Before the bell: Dollar Investments Keep Bleeding
Golden times—but not for everyone. Are Europeans starting to lose trust?
The Easter weekend did not bring a resurrection for Wall Street. On the contrary, the once-revered American trio of the dollar, stocks, and government bonds went back on the chopping block. The dollar dropped more than 1% against a basket of major currencies, the S&P 500 index fell 2.4%, and ten-year U.S. Treasuries took a hit, sending yields 8 basis points higher to 4.42%. Late last week, after the Fed held interest rates steady, Trump had already expressed his dissatisfaction. Over the weekend, he lashed out again at Fed Chair Jerome Powell. Some analysts now warn that Trump’s threat to fire Powell should be taken seriously. Of course, confidence takes a hit when a president undermines the central bank’s independence. Big tech stocks like Nvidia (-4.5%), Meta (-3.4%), and Tesla (-5.6%) were once again among the biggest losers. UnitedHealth Group (-6.4%) continued its steep descent, as did investment firm Blackstone (-7.8%). The bright spot? Netflix (+1.6%), still riding high after its stellar earnings last week.

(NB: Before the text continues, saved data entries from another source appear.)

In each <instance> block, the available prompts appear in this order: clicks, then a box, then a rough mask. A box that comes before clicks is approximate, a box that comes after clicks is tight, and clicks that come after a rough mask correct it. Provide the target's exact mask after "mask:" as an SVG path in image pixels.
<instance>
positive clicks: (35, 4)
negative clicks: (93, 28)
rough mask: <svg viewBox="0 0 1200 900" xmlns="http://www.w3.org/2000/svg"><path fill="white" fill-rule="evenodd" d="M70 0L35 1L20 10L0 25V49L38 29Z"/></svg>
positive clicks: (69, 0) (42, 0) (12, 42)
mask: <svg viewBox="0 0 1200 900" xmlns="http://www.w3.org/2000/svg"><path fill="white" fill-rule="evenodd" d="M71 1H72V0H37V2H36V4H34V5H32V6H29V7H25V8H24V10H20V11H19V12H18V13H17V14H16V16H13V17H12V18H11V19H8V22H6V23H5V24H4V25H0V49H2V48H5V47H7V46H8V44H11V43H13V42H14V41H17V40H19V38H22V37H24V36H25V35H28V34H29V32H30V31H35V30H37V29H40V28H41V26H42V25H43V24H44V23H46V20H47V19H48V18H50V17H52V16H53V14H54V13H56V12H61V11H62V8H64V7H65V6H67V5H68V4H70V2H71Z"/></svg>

Markets in Asia are opening mostly flat today. Belgium’s National Bank and the European Commission will release new consumer confidence data for Belgium and the eurozone. It remains to be seen whether Trump II’s rhetoric and U.S. import tariffs are already dragging sentiment down on this side of the Atlantic. Pre-market earnings today include Tesla, GE Aerospace, index provider MSCI, and oil services company Halliburton.
Gold and Gold Miners
The price of gold surged 2.5% yesterday to 3,420 dollars per ounce. This morning, the precious metal is climbing even higher in Asia. Gold is thriving on the uncertainty stirred up by the new U.S. administration. Serious investors aren’t laughing at the fact that the U.S. president is starting to resemble Recep Tayyip Erdoğan. The Turkish dictator famously pressured his central bank to slash rates even as inflation skyrocketed. Now that the U.S. is no longer seen by many as a safe haven, gold is shining as an island in a stormy geopolitical sea. With energy prices also falling, the profit leverage for gold mining companies could kick in. Investors can spread risk by using ETFs like the VanEck Gold Miners or the higher-risk VanEck Junior Gold Miners.
Defensive Pick: Sipef
The quarterly results from palm oil producer Sipef came and went last week with little fanfare. With production up 18%, the company performed better than last year, when a volcanic eruption and poor weather weighed on yields. Palm oil prices remain strong, pointing to solid revenue and profit growth this year. Long-term prospects for palm oil also look good due to the high yield of palm plantations. As the global population grows, so too does the need for food and energy. At the same time, it’s increasingly difficult to create new plantations without deforestation. Add to that the fact that Sipef remains cheaply valued, trading at less than 10 times earnings and below book value.
Did you know…
that silver hasn’t kept up with gold’s rally? Yesterday, gold rose 2.5%, while silver only gained 0.6%. Since the beginning of the year, gold is up 30%, while its “little brother” has climbed just 13%.